The first results chapter yields a number of genes, miRNAs, and pathways of interest that may contribute to sex differences in brain development. However, it is also important to understand how and why these differences arise in addition to understanding their consequences. Therefore, the second aspect of my investigation aimed to determine the mechanisms that cause the observed pattern of sex-biased miRNA expression. Using RNA-seq and small RNA-seq data generated in the first results chapter, in conjunction with miRNA databases, I tested six possible mechanisms. Evidence showed that many different mechanisms, including hormonal, genetic and regulatory, all contribute to sex-biased miRNA expression. A complex combination of causes reinforces the notion that miRNA expression in the developing brain has been sculpted by evolution to drive sex differences.
The hormonal mechanisms in the second part of my project focused on gonadal sex steroids as they are established regulators of sexual differentiation. But the sexually dimorphic gonads generate other factors, such as AMH, that may be potent regulators of sex differences in development. Thus, the third section of my project aimed to test whether this hormone contributes to sex differences in gene expression in the E15.5 mouse brain. Limited sample numbers hampered the ability to confirm this hypothesis. Preliminary findings suggest that AMH influences a large portion of the transcriptome in the embryonic male brain, but that compensatory mechanisms appear to prevent considerable sex differences in gene expression due to AMH.
Experiments with an AMH targeted deletion mouse line also resulted in the serendipitous discovery of a novel, non-coding transcript at the mouse Amh locus. By testing the hypothesis that this transcript is a precursor for a novel miRNA, I amassed several lines of evidence for miRAmh, a rodent-specific miRNA encoded within Amh intron 3 that is usually repressed in the embryonic mouse brain. Therefore, I have demonstrated dual roles for the mouse Amh locus in the developing brain.

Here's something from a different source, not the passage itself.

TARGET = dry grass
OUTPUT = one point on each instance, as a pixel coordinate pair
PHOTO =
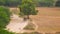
(48, 19)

The fourth and final aspect of my project was prompted by the discovery of miRAmh. Many advances in small RNA-seq technology and bioinformatics pipelines have been made since the most recent publication to discover novel miRNAs in the E15.5 mouse brain. Therefore, my high-quality, small RNA-seq datasets generated in this tissue could be mined using an unbiased miRNA discovery strategy to build on those previous findings. Fifty putative novel miRNAs were identified, from which ten were selected for further validation. A combination of conservation analysis, spatiotemporal expression, and functional prediction were employed to determine the authenticity of novel miRNA candidates. These findings demonstrated that miRNAs tend to remain undiscovered if they are derived from other non-coding RNA (ncRNA), or if study design fails to incorporate both sexes.
Work presented in this thesis builds a strong case for sex differences at the level of RNA in the developing mammalian brain. Not only has this pattern of sex-biased expression been carefully established via several mechanisms, but those functions of sex-biased genes, miRNAs and novel miRNAs provide a plausible basis for functional sex differences in the brain to emerge. Furthering our understanding of sex-biased RNA networks will help pinpoint the changes underpinning sex-biased neurodevelopmental disorders.